Speaking to the BBC, Lindy Cameron, the chief executive of the National Cyber Security Centre (NCSC), highlighted the potential dangers of overlooking security in the early stages of AI development.
Without adequate security, malicious attacks could have devastating consequences, said Robert Hannigan, a former intelligence chief.
As AI becomes increasingly integrated into our daily lives, from autonomous vehicles to utilities and beyond, attacks on these systems could have severe consequences.
"As we become dependent on AI for all sorts of things, attacks on those systems could be devastating," Hannigan said.
Cameron agreed, emphasizing the importance of applying basic security principles in the early stages of AI development to avoid the risk of misuse.
One of the key challenges with AI is that the systems themselves can be subverted by those seeking to do harm.
A small group of experts has been studying the field of "adversarial machine learning" for many years, looking at how AI and machine learning systems can be tricked into giving bad results.
For example, researchers were able to change how self-driving cars see signs by placing stickers on a stop sign, making the AI think it was a speed limit sign.
Similarly, poisoning the data that AI is learning from can also lead to biased results, potentially with serious consequences.
The problem with AI is that it can be hard to understand, making it difficult to trust.
Even if someone suspects that their AI model may have been poisoned by bad data, it becomes harder to trust it.
"It is a fundamental challenge for AI right across the board as to how far we can trust it," Hannigan said.
The use of AI in national security is also a major concern.
If AI was used to analyze satellite imagery looking for military build-up, for instance, a malicious attacker could manipulate the results to miss the real tanks or see an array of fake tanks.
In conclusion, as the use of AI continues to expand and become more integrated into our daily lives, it is crucial that security is built into the early stages of development to prevent devastating consequences from potential attacks.
The NC The use of artificial intelligence (AI) in cyber security is becoming increasingly prevalent, as companies utilize the technology to detect and prevent cyber attacks.
However, adversaries are also seeking ways to bypass these systems, allowing their malicious software to move undetected.
As AI continues to advance, it is important to consider the potential risks and challenges it may pose.
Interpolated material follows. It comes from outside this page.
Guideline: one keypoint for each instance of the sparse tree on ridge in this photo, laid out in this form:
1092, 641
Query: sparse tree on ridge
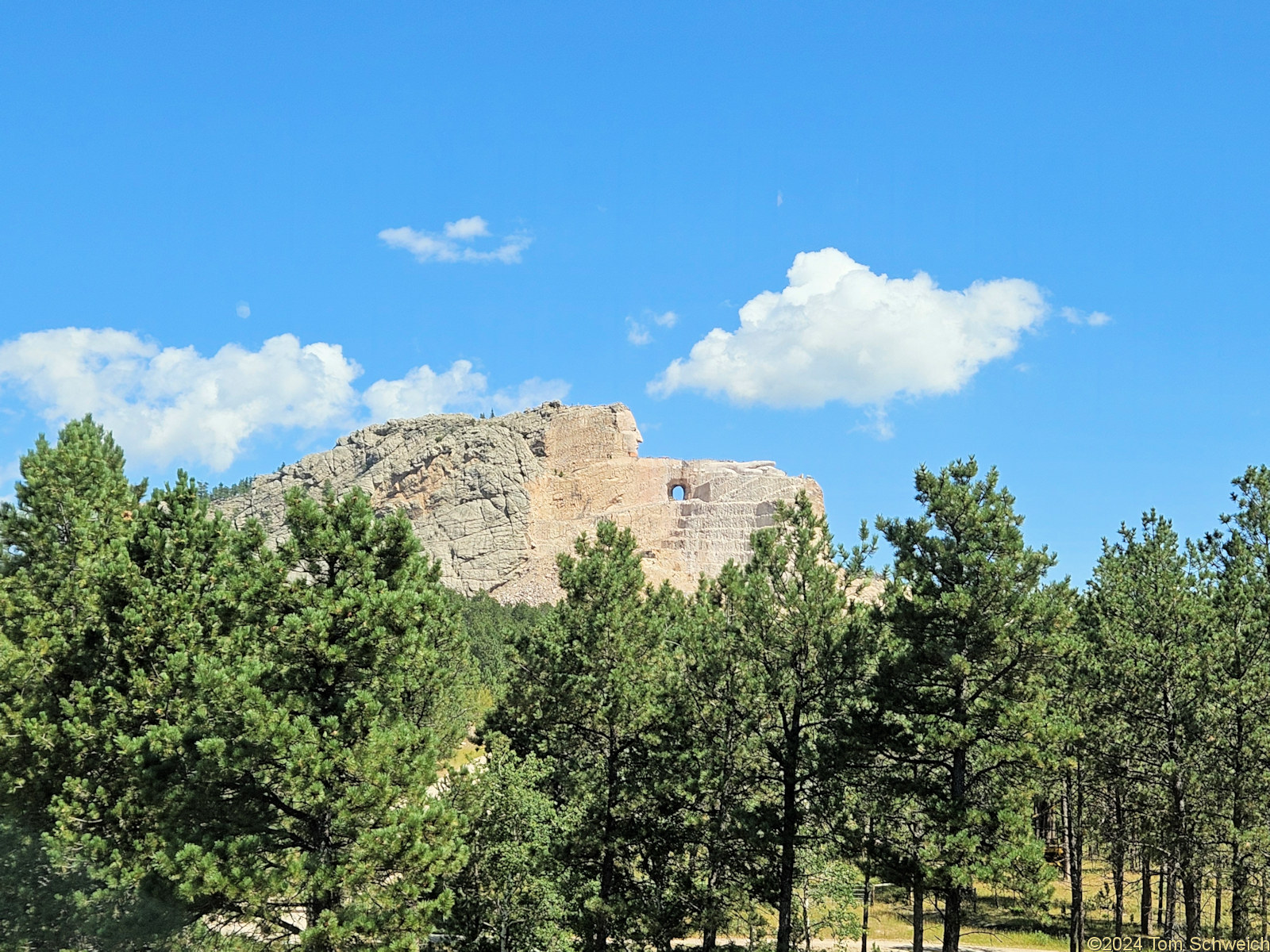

A recent article co-authored by the chief data scientist at GCHQ highlights the potential security risks associated with large language models (LLMs), such as ChatGPT.
These models have the ability to process and generate human-like language, but they also pose serious concerns about individuals providing sensitive information when they input questions into the models, as well as the risk of "prompt hacking," in which models are tricked into providing inaccurate or harmful results.
With the rapid development of AI, it is crucial to learn from the early days of internet security and ensure that those building these systems are taking responsibility for security.
"I don't want consumers to have to worry," says Lindy Cameron of the National Cyber Security Centre (NCSC), "but I do want the producers of these systems to be thinking about it." As the use of AI in cyber security continues to grow, it is important to remain vigilant and proactive in addressing potential risks and threats.